Jak już jednak wspomniałem, piosenki są ważną częścią naszych programów. Nie śpiewamy o niczym – to tak naprawdę pewna forma skeczu. Dodatkowym walorem naszych utworów jest także fakt, że sami jesteśmy ich autorami i wykonawcami. Mamy nadzieję, że publiczność to doceni, tym bardziej, że muzyka łagodzi obyczaje.
W swoich skeczach poruszacie zarówno tematy społeczne, jak i obyczajowe…
Jesteśmy obserwatorami życia w naszym kraju. Staramy się poruszać tematy, które dotyczą każdego – chcemy, żeby to, o czym mówimy, było bliskie widzowi. Nie istnieją takie partie, czy opcje polityczne, które ośmieszalibyśmy bardziej niż inne. Mimo, że niektórzy zarzucają nam stronniczość polityczną, to staramy się być obiektywni. Jednak jest nam ciężko, ponieważ niektóre partie same się ośmieszają, odbierając nam chleb… Pokazujemy w swoich skeczach wszystko, co nas śmieszy, drażni albo denerwuje.
Jednak chyba nie wszystko, co Was drażni, obracacie w żart…

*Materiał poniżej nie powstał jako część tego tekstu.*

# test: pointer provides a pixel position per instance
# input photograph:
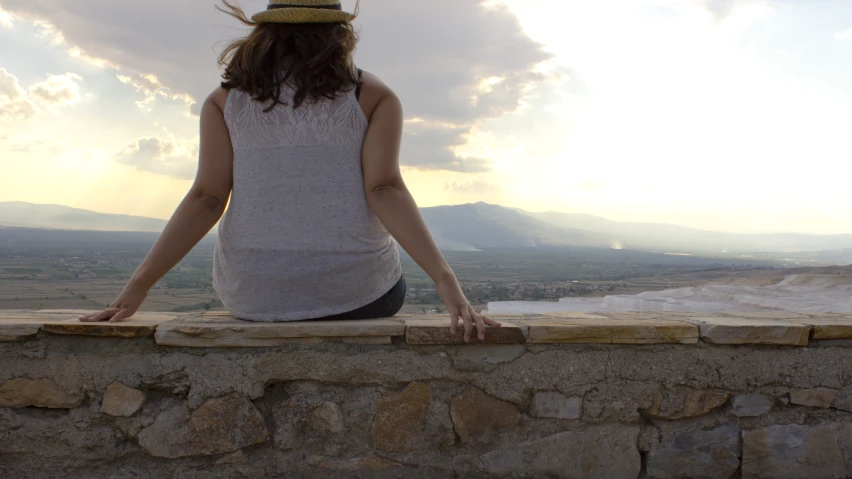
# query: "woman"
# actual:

Oczywiście. Jesteśmy normalnymi ludźmi i nie śmiejemy się cały czas. Mamy też swoje problemy, które nie różnią się niczym od problemów każdego innego człowieka. Smuci nas na przykład głupota. Niestety, przez nią w naszym kraju dzieje się mnóstwo rzeczy, które nie powinny się wydarzyć. Martwi nas też nienawiść, która szczególnie ujawnia się w Internecie. Wpisy na różnych forach – nie tylko tych związanych z nami, ale też z polityką – pokazują, jak mocno Polacy są podzieleni. Niepokojący jest także brak tolerancji i dystansu do siebie. Z drugiej jednak strony poprzez kabaret staramy się walczyć z tym. Chcemy dać ludziom iskierkę nadziei, że nie wszyscy są tacy źli. Na naszych występach ludzie zapominają o całej szarzyźnie tego świata i doskonale się bawią. I to jest chyba najważniejsze.